The report, seen by Reuters, said the Russian military’s logistical support for the Wagner paramilitary company’s activities in Libya “significantly increased from January 2020 to June 2020.”
Some 338 Russian cargo flights arrived in Libya from Syria between November 2019 and the end of July, according to the document, which has not yet been made available to the public.
A separate report submitted to the UN sanctions committee in May estimated Wagner had between 800 and 1,200 fighters in Libya. Late last month, a US inspector general report cited the US Africa Command as saying some 3,000 fighters had cycled in and out of Libya between April and June of this year.
US Air Force Col. Christopher Karns, a spokesman for AFRICOM, told Al-Monitor today that the command estimates some 2,000 Wagner forces are present in Libya.
Though the Kremlin denies any Russian personnel in Libya are there on behalf of the military, the May report said most of Wagner’s fighters were Russian. Belarusian, Ukrainian, Moldovan and Serbian fighters also have served with the group.
AFRICOM commander Gen. Stephen Townsend warned earlier this year that Turkey’s introduction of troops and Syrian mercenaries to Libya risked further entrenching Russia and thrusting Libya into a multinational proxy war.
Since then, at least one of the Pentagon’s concerns has come true. In June, a convoy of Wagner mercenaries rolled into the Sharara oilfield, ostensibly to prevent Libya’s National Oil Company from restoring the flow, despite international calls to restore Libya’s domestic production.
Imagery has also circulated online purporting to show a Russian S-300 air defense system in Libya, the deployment of which Townsend previously said could pose a problem for NATO’s aerial access to the country, which is on the bloc’s southern flank.
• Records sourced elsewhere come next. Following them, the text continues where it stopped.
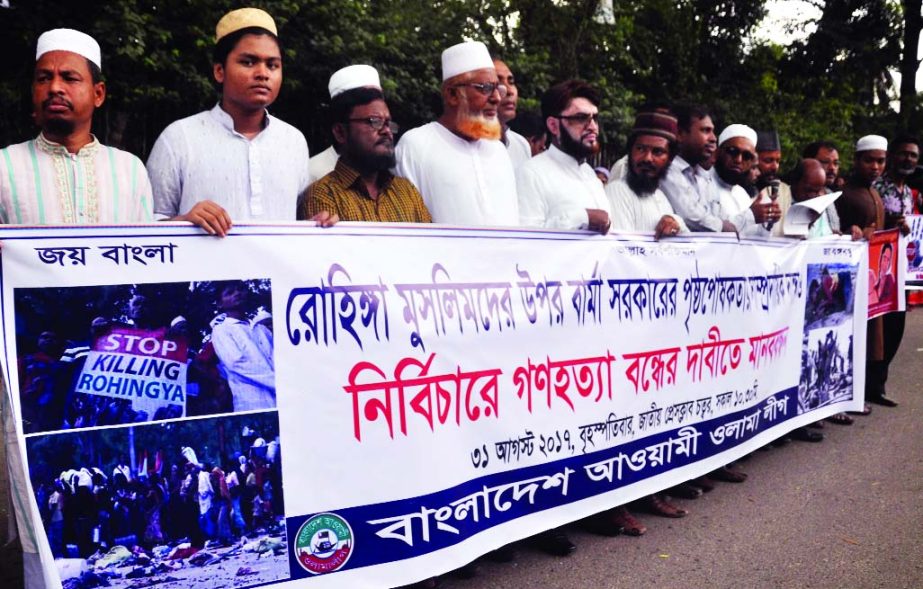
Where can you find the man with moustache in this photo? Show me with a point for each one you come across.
(897, 198)
(558, 189)
(457, 162)
(636, 200)
(736, 155)
(689, 185)
(518, 146)
(360, 187)
(826, 153)
(64, 175)
(769, 158)
(234, 161)
(861, 209)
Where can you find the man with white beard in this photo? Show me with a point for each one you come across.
(457, 162)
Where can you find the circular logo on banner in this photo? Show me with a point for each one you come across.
(323, 543)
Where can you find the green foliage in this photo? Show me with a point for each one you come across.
(158, 66)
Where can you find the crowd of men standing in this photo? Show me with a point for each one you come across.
(469, 167)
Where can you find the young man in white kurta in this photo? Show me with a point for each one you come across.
(558, 189)
(555, 191)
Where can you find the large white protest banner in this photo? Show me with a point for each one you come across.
(383, 404)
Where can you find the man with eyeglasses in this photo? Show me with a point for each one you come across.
(234, 161)
(736, 155)
(558, 189)
(457, 162)
(361, 187)
(518, 146)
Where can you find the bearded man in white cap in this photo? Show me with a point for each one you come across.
(234, 161)
(65, 175)
(518, 146)
(361, 187)
(458, 163)
(736, 155)
(558, 189)
(860, 207)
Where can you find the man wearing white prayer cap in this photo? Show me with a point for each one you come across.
(342, 80)
(67, 88)
(736, 155)
(860, 208)
(457, 162)
(235, 161)
(38, 187)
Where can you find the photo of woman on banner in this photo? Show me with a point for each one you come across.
(107, 355)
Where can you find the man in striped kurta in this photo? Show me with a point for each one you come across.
(65, 175)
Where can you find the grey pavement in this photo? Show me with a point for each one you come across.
(845, 513)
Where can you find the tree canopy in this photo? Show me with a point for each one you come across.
(835, 84)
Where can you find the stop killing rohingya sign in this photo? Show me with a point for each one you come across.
(137, 365)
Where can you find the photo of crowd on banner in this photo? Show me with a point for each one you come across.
(107, 355)
(164, 502)
(827, 347)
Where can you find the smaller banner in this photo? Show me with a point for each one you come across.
(886, 281)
The US military released its own aerial imagery in May that AFRICOM said showed Russian MiG-29 and Su-24 combat aircraft that had been delivered to Libya via Syria. The command also released photographs purporting to show Russian mine-resistant vehicles and a mobile radar system at al-Jufra air base.
The Tripoli government’s rollback of Hifter’s offensive this spring and summer led to a surge in civilian deaths, the UN reported. Wagner fighters have been accused of leaving behind explosive booby traps at residential homes.
UN Secretary-General Antonio Guterres called in June for an investigation after the discovery of at least eight mass graves near Tarhouna, southeast of Tripoli — an area that had until recently been occupied by Hifter’s forces.
Stephanie Williams, the UN’s acting envoy for Libya, called Wednesday for a demilitarized solution to Libya’s stalled conflict, beginning with the contested coastal city of Sirte. US officials have pushed just such a proposal in diplomatic discussions in recent months.
Sirte is still held by Hifter’s forces. A call last month by the Tripoli-based government for a cease-fire was reciprocated by the rival Tobruk-based parliament, but Hifter’s forces so far have not publicly expressed willingness to abide by one.
On Wednesday, a military spokesman for the Tripoli-based Government of National Accord accused Hifter's forces of violating the cease-fire for the second time in three days.